I remember reading that 'the next number in a sequence of numbers can be anything. It is all about finding the a relation between previous numbers such that the required number becomes next in sequence'.

For e.g: take the sequence 3,5,7...

  1. The next number can be 9, if we look at the sequence as A.P with common difference of 2.
  2. The next number can be 11, if we look at the sequence as sequence of prime numbers...

Basically it can be anything, if we can think of a relationship between the numbers...

I can't remember the name of the paradox.
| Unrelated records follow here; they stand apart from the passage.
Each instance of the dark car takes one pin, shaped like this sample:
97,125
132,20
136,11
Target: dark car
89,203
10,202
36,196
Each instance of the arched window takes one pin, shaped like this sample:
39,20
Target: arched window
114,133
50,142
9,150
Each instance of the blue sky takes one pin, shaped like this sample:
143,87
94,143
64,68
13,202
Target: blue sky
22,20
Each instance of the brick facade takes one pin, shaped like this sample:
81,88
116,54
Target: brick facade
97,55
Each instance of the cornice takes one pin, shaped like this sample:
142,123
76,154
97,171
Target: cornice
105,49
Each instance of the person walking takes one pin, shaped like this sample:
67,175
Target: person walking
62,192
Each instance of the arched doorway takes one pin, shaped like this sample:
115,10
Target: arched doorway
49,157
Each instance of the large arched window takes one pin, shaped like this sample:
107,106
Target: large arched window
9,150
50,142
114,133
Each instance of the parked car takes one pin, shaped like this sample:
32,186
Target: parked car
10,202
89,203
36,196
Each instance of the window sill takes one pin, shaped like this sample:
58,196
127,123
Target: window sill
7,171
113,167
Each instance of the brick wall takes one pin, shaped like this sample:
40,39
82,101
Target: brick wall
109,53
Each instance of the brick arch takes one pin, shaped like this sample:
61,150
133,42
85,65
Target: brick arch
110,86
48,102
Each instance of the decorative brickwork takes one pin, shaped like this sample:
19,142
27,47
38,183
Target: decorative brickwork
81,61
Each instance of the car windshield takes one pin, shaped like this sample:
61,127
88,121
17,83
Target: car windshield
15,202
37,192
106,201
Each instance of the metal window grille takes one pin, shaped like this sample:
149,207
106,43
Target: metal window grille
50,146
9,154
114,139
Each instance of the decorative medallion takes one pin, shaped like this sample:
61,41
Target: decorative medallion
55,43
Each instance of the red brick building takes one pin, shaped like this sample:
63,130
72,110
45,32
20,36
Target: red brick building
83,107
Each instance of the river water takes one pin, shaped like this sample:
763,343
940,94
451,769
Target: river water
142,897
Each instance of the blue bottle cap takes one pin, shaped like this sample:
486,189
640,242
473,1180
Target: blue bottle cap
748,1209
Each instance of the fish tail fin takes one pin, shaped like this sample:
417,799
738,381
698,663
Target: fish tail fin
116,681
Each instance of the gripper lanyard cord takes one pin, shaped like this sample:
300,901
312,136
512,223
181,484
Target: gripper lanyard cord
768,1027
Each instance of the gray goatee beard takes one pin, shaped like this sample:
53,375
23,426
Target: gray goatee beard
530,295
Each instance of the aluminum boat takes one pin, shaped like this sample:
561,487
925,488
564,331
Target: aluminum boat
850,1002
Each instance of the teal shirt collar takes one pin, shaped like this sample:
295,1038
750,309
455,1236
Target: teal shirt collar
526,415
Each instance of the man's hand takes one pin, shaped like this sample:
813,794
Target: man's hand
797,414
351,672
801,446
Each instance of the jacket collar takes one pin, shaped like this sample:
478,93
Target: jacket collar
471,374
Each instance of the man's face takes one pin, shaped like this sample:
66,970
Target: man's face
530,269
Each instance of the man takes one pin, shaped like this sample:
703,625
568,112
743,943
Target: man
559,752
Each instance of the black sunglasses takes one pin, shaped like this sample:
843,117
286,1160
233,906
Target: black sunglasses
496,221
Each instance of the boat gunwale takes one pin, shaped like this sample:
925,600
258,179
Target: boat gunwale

Can somebody help me?

Thanks, tecMav.

  • 0
    Maybe you want to read about "Lawlike and lawless sequences", "Random Sequences" and "Choice Sequences" to find your paradox name. However, those terms refer to solid facts.2012-11-01

2 Answers 2

2

Among all "programs" producing an infinite sequence with the given beginning there is a shortest one. Occam's razor tells you to use this program in order to produce the next term in the sequence.

  • 0
    And a minor point: Only computable sequences can be produced by programs, so Kolmogorov complexity doesn't apply to non-computable sequences. And only definable sequences can be subject to Occam's razor, so Occam's razor doesn't apply to non-definable sequences.2014-06-06
0

What Mark Bennet,xavierm02 and in a different way André Nicolas are saying is that whatever the next term in the sequence is, there is a relation that gives you that first terms of the sequence (this relation can be (a Lagrange) polynomial $f(n)$).

For example suppose that you have the sequence $3,5,7,\ldots .$ The next term can be $100$ and the relation giving your sequence can be $f(n)$ with $f=\frac{91}{6}x^3-91x^2+\frac{1013}{6}x-90$.